I'll elaborate: 1. There will be a large total diff, but not that large an increase in code size; less than 1% of the current size of the C code base. There would be an increase in the conceptual complexity of the interpreter, but I'm hoping to largely offset that with better code organization. It is perfectly possible to *improve* code quality, if not necessarily size, while increasing performance. Simpler code is often faster and better algorithms do not make worse code. 2. The object model and C-API are an inherent part of CPython. It's not really meaningful to say that some piece of code's performance is hampered by the C-API or object model. What matters is how much faster it goes. 3. Regarding threading, all CPU bound code will be speed up. Whether code is limited by being single threaded or not, it will still be sped up. The speed up of a single interpreter is (largely) independent of the number of threads running. Eric, Petr and Victor's work will still be relevant for concurrent performance. Please, just ask me if you need more details on any of these points.
Thinking specifically of corporate sponsorship, it's very much the question if pure-Python code speedup is something companies would be willing to invest serious funds in. Google's Unladen Swallow was such an investment, and though it did deliver speedups (which were included in Python 2.7) and even though Google has a lotof Python code, there was not enough interest to keep it going.
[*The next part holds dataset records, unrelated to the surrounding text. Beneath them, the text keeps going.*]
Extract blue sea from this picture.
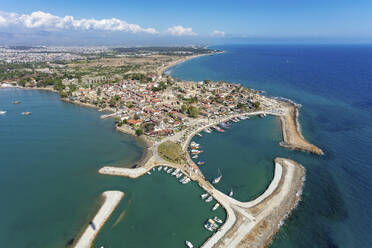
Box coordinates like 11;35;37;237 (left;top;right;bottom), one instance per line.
168;45;372;248
0;45;372;248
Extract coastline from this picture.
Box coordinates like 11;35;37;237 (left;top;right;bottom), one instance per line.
279;103;324;155
158;51;224;76
2;53;323;247
74;191;124;248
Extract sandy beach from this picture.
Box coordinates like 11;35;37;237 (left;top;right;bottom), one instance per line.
280;103;323;155
74;191;124;248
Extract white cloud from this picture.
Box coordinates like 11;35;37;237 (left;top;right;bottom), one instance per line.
166;25;197;36
0;11;158;34
212;30;225;37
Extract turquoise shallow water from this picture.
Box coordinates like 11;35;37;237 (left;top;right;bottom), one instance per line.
170;45;372;248
0;89;225;248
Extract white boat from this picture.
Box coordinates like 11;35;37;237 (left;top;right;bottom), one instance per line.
185;240;194;248
213;216;222;224
212;169;222;184
200;193;208;199
182;177;191;184
212;203;220;211
204;224;214;232
204;219;218;232
203;128;212;133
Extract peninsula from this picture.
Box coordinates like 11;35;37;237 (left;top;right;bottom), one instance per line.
0;48;323;247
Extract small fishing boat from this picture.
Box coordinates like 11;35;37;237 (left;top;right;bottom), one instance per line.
200;193;208;199
191;150;203;155
203;128;212;133
185;240;194;248
179;176;187;183
229;188;234;197
212;169;222;184
204;219;218;232
212;203;220;211
213;216;222;224
182;177;191;184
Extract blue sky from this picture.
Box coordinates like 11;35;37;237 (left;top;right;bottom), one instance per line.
0;0;372;42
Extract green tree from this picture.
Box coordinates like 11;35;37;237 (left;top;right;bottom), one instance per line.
109;96;117;107
181;104;187;113
253;101;260;109
188;106;199;118
59;90;67;98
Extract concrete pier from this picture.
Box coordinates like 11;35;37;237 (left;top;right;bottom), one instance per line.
75;191;124;248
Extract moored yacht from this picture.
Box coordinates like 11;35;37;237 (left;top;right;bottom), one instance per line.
200;193;208;199
229;188;234;197
212;203;220;211
212;169;222;184
203;127;212;133
213;216;222;224
172;169;180;176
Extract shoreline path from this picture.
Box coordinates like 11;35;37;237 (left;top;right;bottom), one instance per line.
99;103;316;248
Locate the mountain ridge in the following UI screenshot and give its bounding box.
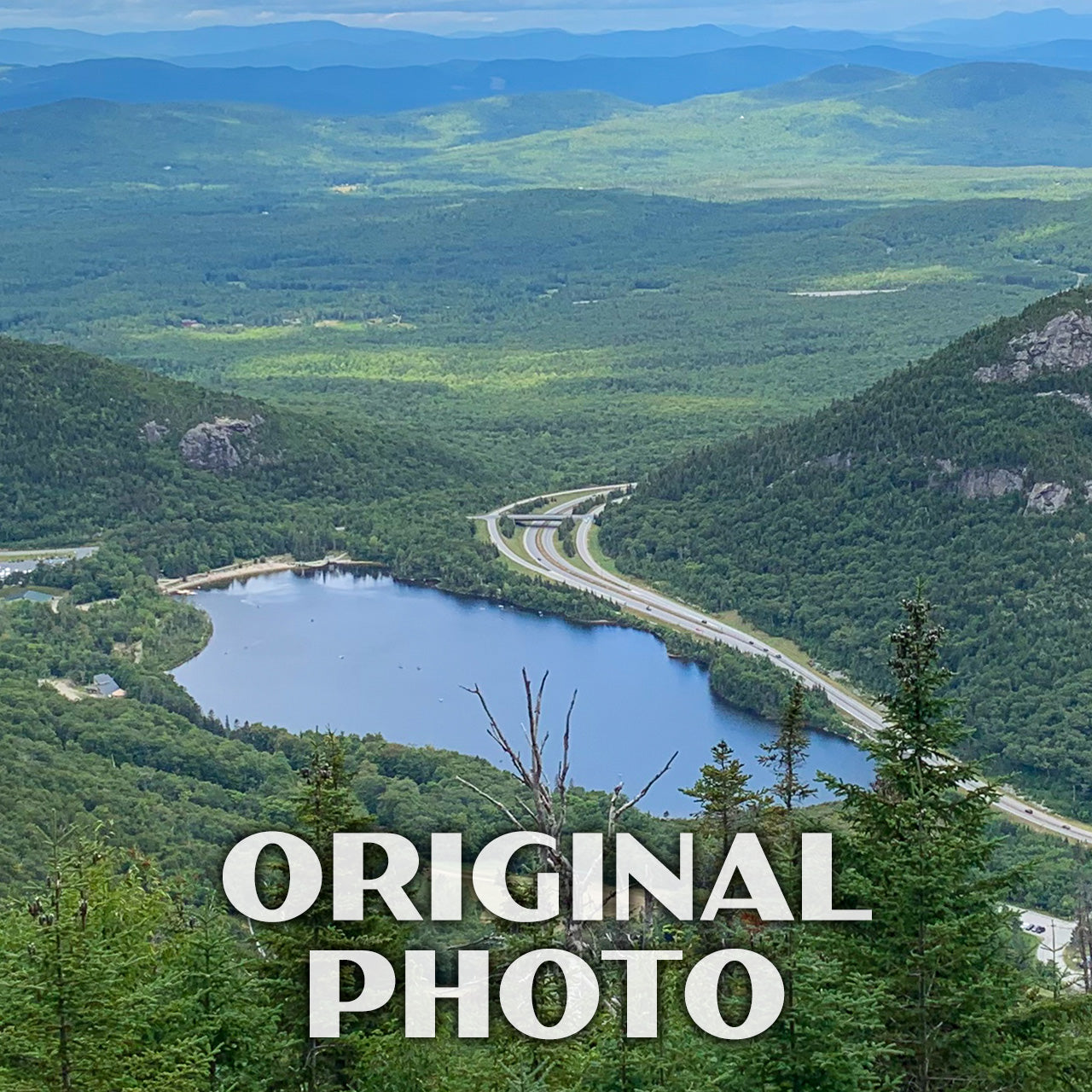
[601,289,1092,816]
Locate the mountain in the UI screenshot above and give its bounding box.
[0,46,947,116]
[601,289,1092,816]
[997,38,1092,71]
[397,62,1092,200]
[0,339,476,574]
[0,20,746,67]
[894,8,1092,49]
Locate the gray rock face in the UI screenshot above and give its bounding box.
[956,467,1023,500]
[1027,481,1073,515]
[974,311,1092,383]
[178,415,262,474]
[141,421,171,444]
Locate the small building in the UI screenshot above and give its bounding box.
[90,675,125,698]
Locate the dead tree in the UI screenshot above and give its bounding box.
[1073,882,1092,994]
[457,668,678,952]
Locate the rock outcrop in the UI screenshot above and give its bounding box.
[178,415,262,474]
[974,311,1092,383]
[1035,391,1092,414]
[141,421,171,444]
[1027,481,1073,515]
[956,467,1025,500]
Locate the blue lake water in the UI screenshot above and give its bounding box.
[175,572,869,815]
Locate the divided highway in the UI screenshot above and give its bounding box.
[481,483,1092,845]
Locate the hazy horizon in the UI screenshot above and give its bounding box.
[0,0,1092,34]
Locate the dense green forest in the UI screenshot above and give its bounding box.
[601,292,1092,815]
[0,594,1092,1092]
[9,89,1092,486]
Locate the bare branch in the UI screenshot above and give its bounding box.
[456,775,526,830]
[607,752,679,836]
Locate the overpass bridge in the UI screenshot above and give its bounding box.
[504,512,588,527]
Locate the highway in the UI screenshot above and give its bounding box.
[480,483,1092,845]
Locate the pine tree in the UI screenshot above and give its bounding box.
[679,740,764,859]
[258,732,405,1092]
[759,679,816,814]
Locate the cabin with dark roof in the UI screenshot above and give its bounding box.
[90,675,125,698]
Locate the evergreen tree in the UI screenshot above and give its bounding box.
[759,679,816,815]
[832,589,1018,1092]
[258,732,405,1092]
[680,740,764,859]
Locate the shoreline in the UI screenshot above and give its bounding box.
[156,555,386,595]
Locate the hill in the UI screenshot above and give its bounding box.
[0,46,949,116]
[398,62,1092,200]
[601,290,1092,816]
[0,339,476,576]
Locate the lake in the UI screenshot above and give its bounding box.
[174,571,869,815]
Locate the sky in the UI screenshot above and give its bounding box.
[0,0,1092,34]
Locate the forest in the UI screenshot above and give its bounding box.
[0,66,1092,1092]
[601,290,1092,815]
[0,590,1092,1092]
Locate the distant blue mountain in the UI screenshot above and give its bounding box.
[0,20,747,67]
[0,46,949,114]
[897,8,1092,49]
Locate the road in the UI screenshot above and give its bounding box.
[480,483,1092,845]
[1019,909,1077,980]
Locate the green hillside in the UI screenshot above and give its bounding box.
[10,63,1092,211]
[0,340,475,572]
[391,63,1092,201]
[603,290,1092,815]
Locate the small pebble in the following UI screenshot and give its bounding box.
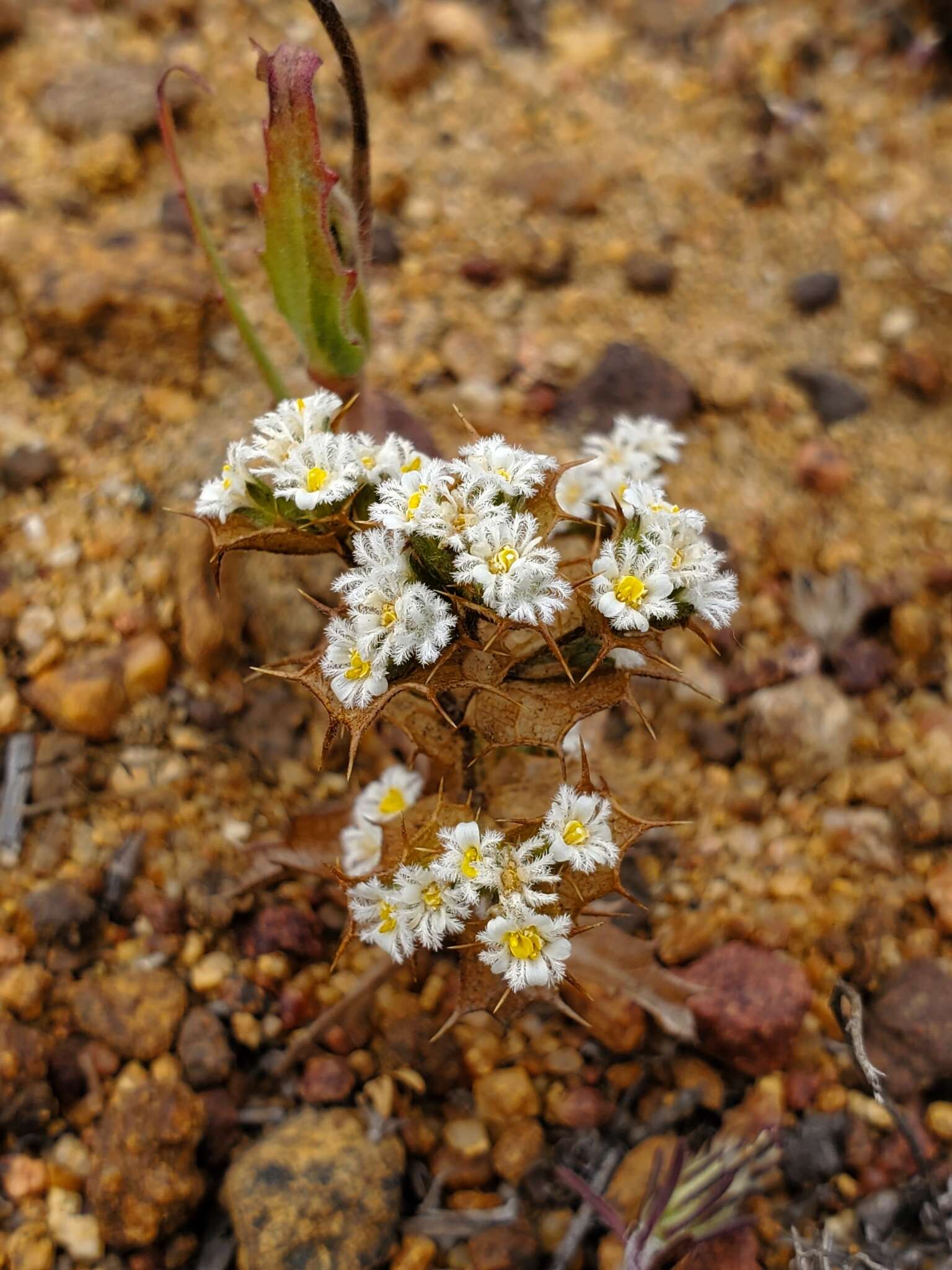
[925,1103,952,1142]
[787,269,839,314]
[625,252,676,296]
[189,952,234,992]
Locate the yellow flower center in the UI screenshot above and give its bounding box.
[423,881,443,908]
[612,573,647,608]
[377,785,406,815]
[562,820,589,847]
[406,485,426,521]
[503,926,542,961]
[344,647,371,680]
[499,859,521,895]
[459,847,482,877]
[488,548,519,573]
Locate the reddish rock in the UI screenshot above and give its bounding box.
[87,1080,205,1248]
[301,1054,354,1103]
[796,441,853,494]
[866,959,952,1099]
[890,348,947,401]
[546,1085,614,1129]
[681,940,810,1076]
[241,904,322,960]
[179,1006,235,1090]
[466,1219,538,1270]
[674,1227,760,1270]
This may be different now, but finding out what "customers" (in the broadest sense) actually want is an important first step in asking for funding for a project like this. It's the kind of thing normally done by a product manager, at least in the corporate world, and we need that same effort and care put into it.
It makes sense that a single corporate sponsor would be unwilling to fund this. But why not several corporations? It keeps their costs down and they get the same benefit. I have no idea how to go about organizing that, however.
If we canpotentially find the funds for this project, via the PSF's general fund, earmarked funds or a direct corporate sponsor, we also have to consider what we are actually delivering. Which performance metrics are we improving? How are we measuring them, what benchmarks? What if the sponsor has their own benchmarks they want to use? What about effects on other performance metrics, ones the project isn't seeking to improve, are they allowed to worsen? To what extent? How will that be measured? How will we measure progress as the project continues? What milestones will we set? What happens when there's disagreement about the result between the sponsor and the people doing the work? What if the Steering Council or the core developers -- as a body -- declines to merge the work even if it does produce the desired result for the sponsor and the people doing the work?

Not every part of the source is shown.